Two weeks ago, at a sentencing hearing, a judge ordered Sister Megan Rice and her co-defendants, two other Catholic anti-nuclear activists, Greg Boertje-Obed, 58, and Michael Walli, 64, to pay $53,000 for what the government estimated was damage done to the plant by their actions.
All three defendants were convicted of sabotage after the break-in at the Y-12 nuclear weapons plant at Oak Ridge, Tennessee, on 28 July 2012. The charge, under a statute of the US criminal code used against international and domestic terrorism, carries a maximum sentence of up to 30 years. The government has asked for the trio to be given prison sentences of between five and nine years. They would have learned their fate in the January hearing, but it was cut short due to bad weather and rescheduled for Tuesday.
In an interview with the Guardian from Knox county jail as she awaited her fate, Rice said she hoped US district judge Amul Thapar would seize the opportunity to “take his place in history” and sentence them in a way that would reflect their symbolic, non-violent actions – actions she said that were intended to highlight the US stockpile of nuclear weapons they believe is immoral and illegal.
“I hope he will answer his conscience,” said Rice, in an interview 24 hours before the last sentencing hearing. “He knows what to do.” She and her co-defendants have been in prison, mostly in Ocilla, Georgia, for eight months, a period of time her lawyers say is sufficient punishment for the break-in.
Thapar has received hundreds of letters and a 14,000 signature petition pleading for leniency in this case, including from Rice’s religious order, the Society for the Holy Jesus, which asked for a reduced or suspended sentence given “her age, her health and her ministry”.
Lawyers for Rice, Boertje-Obed, a Vietnam veteran from Washington DC and Walli, a painter from Duluth, Minnesota, have asked for leniency and say the trio admitted have what they did.
The US government contends that none of the defendants arguments merit leniency. At the hearing on 28 January, it said they did not accept they had committed crimes, took no responsibility for them, showed no contrition and, then, during the trial, proceeded to argue against the laws they had broken. It has described the three, who have previous convictions related to their protest activities, as “recidivists and habitual offenders”.
Jeffery Theodore, assistant US attorney general for the eastern district of Tennessee, told the court that the three “pretty much celebrated their acts”. At the January hearing, he described their argument that they were trying to uphold international law as “specious and disingenuous” and said there had been no single case where international law has been seen as justification for breaking US laws.
The judge agreed with Theodore that the defendants were not remorseful and that they didn’t accept any responsibilities for their crimes, and said they would not be given downward departures for admitting responsibility.

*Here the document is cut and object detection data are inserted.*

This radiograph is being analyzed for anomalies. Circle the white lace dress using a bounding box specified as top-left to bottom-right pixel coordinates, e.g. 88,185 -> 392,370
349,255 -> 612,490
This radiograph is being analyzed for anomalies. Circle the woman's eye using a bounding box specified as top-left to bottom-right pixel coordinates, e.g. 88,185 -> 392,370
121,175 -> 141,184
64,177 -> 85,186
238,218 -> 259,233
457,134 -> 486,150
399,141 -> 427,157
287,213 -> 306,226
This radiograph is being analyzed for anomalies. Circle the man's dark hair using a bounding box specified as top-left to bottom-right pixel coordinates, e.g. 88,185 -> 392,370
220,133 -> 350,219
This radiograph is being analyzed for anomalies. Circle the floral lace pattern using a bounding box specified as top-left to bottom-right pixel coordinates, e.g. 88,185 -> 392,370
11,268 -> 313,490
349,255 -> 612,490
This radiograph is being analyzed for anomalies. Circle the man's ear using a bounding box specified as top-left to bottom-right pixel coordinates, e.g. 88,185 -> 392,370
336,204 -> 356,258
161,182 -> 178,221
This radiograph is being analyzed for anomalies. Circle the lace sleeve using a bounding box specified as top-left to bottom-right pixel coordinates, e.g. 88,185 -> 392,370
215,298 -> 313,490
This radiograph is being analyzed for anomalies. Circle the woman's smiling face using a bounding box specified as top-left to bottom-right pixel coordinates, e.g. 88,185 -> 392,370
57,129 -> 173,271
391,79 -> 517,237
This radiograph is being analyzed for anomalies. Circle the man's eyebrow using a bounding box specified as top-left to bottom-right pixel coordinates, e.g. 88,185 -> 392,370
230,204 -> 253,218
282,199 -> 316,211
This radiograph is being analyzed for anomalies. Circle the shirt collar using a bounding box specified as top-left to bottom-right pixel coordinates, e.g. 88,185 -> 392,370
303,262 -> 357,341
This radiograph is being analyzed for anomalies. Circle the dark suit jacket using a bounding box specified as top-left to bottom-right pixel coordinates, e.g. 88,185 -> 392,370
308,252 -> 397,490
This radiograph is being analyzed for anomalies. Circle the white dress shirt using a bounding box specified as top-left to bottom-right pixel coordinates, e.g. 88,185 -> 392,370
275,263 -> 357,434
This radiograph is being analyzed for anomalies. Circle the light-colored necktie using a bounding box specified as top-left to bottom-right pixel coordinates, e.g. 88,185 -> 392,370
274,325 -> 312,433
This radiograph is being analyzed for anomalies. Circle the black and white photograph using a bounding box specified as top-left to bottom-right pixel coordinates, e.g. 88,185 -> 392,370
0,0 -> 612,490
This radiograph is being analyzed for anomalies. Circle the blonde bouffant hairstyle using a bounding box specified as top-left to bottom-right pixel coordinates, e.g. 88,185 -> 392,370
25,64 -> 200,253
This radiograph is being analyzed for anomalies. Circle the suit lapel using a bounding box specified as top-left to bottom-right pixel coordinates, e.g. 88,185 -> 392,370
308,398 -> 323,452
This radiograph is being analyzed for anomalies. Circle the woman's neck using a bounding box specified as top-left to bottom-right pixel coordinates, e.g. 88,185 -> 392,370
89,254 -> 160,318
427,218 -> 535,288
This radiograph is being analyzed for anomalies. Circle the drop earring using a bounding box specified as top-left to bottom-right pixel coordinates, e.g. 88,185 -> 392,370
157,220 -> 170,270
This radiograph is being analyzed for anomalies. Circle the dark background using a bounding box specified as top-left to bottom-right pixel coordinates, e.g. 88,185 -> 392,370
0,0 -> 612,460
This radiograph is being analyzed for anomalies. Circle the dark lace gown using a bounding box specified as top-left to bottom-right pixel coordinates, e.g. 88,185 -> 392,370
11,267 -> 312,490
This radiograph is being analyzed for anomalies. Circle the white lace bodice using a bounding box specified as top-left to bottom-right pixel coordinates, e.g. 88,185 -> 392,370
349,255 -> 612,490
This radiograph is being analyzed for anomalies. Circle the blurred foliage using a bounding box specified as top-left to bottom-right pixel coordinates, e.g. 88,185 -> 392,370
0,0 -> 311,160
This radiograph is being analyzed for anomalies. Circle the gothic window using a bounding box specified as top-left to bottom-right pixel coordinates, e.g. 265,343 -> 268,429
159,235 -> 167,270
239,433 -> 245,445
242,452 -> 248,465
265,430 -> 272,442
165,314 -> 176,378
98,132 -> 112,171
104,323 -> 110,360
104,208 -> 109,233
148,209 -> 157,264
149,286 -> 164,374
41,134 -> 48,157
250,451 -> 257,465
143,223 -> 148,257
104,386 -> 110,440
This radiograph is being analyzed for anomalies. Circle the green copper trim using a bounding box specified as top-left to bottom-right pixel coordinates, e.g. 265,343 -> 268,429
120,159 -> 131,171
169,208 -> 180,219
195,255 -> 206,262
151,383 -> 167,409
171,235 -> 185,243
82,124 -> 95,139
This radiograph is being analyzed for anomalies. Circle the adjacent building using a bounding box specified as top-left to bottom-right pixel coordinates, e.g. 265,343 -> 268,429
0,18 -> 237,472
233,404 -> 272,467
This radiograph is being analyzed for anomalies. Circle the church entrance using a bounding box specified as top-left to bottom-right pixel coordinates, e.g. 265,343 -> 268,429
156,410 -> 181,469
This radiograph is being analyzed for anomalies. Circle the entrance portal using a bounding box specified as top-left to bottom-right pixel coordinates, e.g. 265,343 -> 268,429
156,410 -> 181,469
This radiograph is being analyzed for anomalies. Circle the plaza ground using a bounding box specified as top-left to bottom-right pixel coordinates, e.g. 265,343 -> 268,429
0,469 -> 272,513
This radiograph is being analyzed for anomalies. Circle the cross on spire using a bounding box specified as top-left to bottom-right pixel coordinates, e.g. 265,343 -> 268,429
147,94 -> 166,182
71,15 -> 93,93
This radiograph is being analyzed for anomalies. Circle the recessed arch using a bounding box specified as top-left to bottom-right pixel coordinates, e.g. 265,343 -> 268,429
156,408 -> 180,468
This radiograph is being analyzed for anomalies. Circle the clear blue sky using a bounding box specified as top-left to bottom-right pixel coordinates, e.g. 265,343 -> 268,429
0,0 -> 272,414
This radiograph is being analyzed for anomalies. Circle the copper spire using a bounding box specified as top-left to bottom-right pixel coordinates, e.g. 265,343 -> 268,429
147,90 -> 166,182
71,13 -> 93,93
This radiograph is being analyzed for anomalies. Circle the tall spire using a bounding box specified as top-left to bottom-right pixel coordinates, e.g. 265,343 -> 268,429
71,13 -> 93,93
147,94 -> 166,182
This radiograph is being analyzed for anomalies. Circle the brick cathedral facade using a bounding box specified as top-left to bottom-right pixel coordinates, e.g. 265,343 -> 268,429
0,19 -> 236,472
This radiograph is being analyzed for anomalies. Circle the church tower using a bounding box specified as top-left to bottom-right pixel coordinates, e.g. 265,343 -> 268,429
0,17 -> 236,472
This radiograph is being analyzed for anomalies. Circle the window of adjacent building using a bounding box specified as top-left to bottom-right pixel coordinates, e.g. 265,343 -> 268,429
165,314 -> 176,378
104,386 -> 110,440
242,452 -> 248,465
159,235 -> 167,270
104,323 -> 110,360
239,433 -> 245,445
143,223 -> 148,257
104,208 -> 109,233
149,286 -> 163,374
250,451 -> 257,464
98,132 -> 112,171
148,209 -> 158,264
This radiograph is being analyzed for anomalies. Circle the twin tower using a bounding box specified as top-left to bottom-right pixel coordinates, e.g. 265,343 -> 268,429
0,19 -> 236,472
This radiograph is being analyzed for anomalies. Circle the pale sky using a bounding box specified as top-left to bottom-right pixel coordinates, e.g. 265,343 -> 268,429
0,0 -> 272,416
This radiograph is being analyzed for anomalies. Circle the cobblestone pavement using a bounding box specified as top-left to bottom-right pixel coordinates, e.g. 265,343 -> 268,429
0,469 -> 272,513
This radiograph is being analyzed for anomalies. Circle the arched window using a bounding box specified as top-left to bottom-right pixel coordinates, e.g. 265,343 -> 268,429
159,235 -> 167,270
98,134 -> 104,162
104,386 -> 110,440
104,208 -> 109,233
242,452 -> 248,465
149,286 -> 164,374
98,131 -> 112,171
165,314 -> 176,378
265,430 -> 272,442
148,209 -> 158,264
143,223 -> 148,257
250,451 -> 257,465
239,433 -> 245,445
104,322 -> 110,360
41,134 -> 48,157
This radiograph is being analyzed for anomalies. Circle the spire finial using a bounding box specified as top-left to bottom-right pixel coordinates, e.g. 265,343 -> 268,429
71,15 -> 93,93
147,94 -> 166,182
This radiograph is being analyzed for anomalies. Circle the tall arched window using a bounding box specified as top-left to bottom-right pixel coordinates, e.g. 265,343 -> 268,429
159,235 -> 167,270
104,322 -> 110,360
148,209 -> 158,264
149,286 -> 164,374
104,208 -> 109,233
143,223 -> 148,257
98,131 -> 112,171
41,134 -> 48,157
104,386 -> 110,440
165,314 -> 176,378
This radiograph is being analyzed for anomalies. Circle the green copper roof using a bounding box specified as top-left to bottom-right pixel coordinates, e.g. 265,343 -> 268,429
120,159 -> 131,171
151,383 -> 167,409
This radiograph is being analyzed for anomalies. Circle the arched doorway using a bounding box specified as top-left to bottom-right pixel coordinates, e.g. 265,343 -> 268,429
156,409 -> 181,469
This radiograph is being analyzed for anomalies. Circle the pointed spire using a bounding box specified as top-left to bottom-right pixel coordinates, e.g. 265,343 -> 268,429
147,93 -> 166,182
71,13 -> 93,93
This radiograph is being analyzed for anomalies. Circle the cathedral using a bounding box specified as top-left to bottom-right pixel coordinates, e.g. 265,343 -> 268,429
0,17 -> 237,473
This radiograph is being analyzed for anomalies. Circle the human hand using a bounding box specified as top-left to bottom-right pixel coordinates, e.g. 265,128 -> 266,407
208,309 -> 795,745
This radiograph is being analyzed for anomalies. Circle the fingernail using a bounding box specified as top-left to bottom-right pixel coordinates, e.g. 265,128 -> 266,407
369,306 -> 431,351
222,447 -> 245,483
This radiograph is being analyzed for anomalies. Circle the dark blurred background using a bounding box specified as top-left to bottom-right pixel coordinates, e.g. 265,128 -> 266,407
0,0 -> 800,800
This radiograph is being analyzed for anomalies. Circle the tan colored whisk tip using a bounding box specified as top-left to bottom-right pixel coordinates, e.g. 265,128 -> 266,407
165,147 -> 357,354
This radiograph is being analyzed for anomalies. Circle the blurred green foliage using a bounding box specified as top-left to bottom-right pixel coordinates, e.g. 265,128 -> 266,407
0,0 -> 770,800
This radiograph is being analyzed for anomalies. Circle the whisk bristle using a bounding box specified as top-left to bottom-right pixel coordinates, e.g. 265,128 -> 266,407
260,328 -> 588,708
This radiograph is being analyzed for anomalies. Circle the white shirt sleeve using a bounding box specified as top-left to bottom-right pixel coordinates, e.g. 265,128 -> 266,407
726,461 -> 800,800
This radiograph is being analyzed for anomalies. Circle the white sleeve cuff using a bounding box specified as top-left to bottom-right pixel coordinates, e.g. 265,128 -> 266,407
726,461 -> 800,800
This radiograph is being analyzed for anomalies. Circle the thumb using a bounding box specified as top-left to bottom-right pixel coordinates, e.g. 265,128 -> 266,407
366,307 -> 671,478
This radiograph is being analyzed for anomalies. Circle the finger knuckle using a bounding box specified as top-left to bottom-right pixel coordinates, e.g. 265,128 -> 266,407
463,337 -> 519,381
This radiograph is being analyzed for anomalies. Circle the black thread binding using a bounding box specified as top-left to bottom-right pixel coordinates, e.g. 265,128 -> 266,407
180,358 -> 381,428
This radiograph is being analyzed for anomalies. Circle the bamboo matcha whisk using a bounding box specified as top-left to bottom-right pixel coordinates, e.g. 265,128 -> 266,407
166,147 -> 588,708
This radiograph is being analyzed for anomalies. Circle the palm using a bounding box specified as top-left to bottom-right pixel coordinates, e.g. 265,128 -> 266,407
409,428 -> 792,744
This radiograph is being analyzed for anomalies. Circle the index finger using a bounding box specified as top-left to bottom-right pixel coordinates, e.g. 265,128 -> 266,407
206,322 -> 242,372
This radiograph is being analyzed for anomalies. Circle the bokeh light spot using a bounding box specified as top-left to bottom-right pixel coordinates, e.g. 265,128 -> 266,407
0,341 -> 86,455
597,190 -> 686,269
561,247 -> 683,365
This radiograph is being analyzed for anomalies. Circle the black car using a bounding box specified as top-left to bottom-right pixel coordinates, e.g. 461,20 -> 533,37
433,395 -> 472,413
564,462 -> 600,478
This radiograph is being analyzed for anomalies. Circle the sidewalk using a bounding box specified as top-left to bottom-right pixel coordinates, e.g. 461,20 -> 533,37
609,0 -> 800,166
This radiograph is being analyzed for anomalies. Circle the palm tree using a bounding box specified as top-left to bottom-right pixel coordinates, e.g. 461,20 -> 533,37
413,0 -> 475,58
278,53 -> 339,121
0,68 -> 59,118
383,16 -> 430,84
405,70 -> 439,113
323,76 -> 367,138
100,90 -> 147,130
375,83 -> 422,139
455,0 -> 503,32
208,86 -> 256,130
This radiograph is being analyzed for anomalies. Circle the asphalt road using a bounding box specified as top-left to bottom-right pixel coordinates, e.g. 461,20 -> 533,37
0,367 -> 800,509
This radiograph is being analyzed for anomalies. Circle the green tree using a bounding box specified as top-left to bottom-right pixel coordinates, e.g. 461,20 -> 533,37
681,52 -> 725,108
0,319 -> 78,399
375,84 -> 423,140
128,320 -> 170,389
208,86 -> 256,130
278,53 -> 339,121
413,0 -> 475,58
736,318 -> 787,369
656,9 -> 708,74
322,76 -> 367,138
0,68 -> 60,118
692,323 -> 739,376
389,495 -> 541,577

At the January hearing, four character witnesses for the defendants gave powerful testimony about their strong Christian and pacifist principles, their commitment to helping others and their dedication to their cause. They, and the scores of supporters crowded into the courtroom, also provided an insight into the close-knit nature of the anti-nuclear faith community.
Mary Evelyn Tucker, director of the Forum on Religion and Ecology at Yale , who has known Rice all her life, compared the nun’s use of non-violent protest to the “lineage of transformation” employed by Mahatma Gandhi, Nelson Mandela and Martin Luther King. Tucker said: “To allow Megan to continue the work of her life, the work to alleviate suffering, outside the walls of a prison would be an invaluable gift to the world. To keep her inside, the world would be diminished for lack of her work.”
Kathy Boylan, of the Dorothy Day Catholic Worker community in Washington DC, where Walli is a member, described him as a “quintessential Christian”. Under questioning from Theodore, Boylan, a plowshare activist herself, admitted that, if Walli were to be re-integrated into her community, she would not discourage him from pursuing similar protest action in the future. John Leforge, of Nukewatch in Wisconsin, also indicated he would not discourage similar protests by defendants.
Andy Anderson, 87, a veteran of the second world war and now a peace activist, spoke of Boertje-Obed and Walli, as “terrific human beings”. He said they and their colleagues were the reason he had “quit trying to kill people” and tried to help them instead.
He told the court how his world view altered when one of his friends died in his arms. “No more violence. I came home a different person and I’ve been a different person ever since.”
At one point, Anderson turned to the judge and said: “These aren’t harmful people. If you hurt people and they are a danger to society, yes, lets put them away, but if the answer is no, let ‘em go.”